I blinked awake, and I swear I could still smell the car exhaust and the chili dogs. Cooper stirred beside me, his arm tightening instinctually around me as he felt me sit up. I pressed a kiss to his shoulder and flopped my head back onto my pillow.

It didn’t surprise me, as it had on occasion, to wake up with a large, naked werewolf curled around my body. These days, we were together morning, noon, and night. Naked Cooper Time was like a drug. No matter how much I got, I ended up jonesing for more. Winter was passing, and I hardly noticed. Don’t get me wrong, it was cold, so cold that I occasionally feared losing outlying areas of my body just from walking to and from my truck. There were days when the roads were impassable, even with four-wheel drive, as drifts of snow reaching over my head piled in some lanes. Buzz would have to come pick me up for work on his snowmobile, and I would make minuscule batches of food for the handful of people willing to brave the roads so they could gather around the big iron stove in the dining room and avoid their own cooking.

There were afternoons when the darkness closed in on me like a smothering blanket and the wind howled like some horrible, rabid thing. The light, or absence thereof, controlled what I did, where I went, when I ate. But the claustrophobia and depression I’d expected never really set in. It’s not difficult to spend days at a time trapped inside when you’ve got a warm fire, good food, and generally nude company. It was like a prolonged snow day. The one time I’d gotten a snow day in my brief tango with public school was when we had a freak ice storm my junior year. Hail isn’t that much fun to sled on.

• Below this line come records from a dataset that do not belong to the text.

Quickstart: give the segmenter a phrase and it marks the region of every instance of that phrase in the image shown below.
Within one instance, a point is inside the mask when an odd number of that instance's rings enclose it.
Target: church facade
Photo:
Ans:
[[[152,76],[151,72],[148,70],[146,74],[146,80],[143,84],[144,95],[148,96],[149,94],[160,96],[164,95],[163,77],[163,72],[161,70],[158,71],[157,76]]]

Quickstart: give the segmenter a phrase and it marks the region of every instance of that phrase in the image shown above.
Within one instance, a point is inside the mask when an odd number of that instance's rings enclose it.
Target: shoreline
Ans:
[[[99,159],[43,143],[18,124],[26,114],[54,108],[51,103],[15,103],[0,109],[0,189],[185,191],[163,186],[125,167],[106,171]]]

Christmas came and went. I counted my blessings that my parents didn’t care enough about Christian holidays centered on meat consumption to call and guilt me into coming home. Abner came to the saloon dressed as Santa and gave everybody bottles of his homemade vodka. Cooper said it made a handy antiseptic, but drinking it was taking your life into your own hands.

Cooper didn’t mention going home to see his family, so I prepared a low-key feast for him, Buzz, and Evie. I wasn’t sure what a girl should buy her werewolf boyfriend, so I stuck with something safe: a sweater. Mind-numbingly boring, I know. Cooper made me a little carved wooden wolf, which we promptly put on my mantel to watch over me when he wasn’t there. It was either endearing or a little creepy.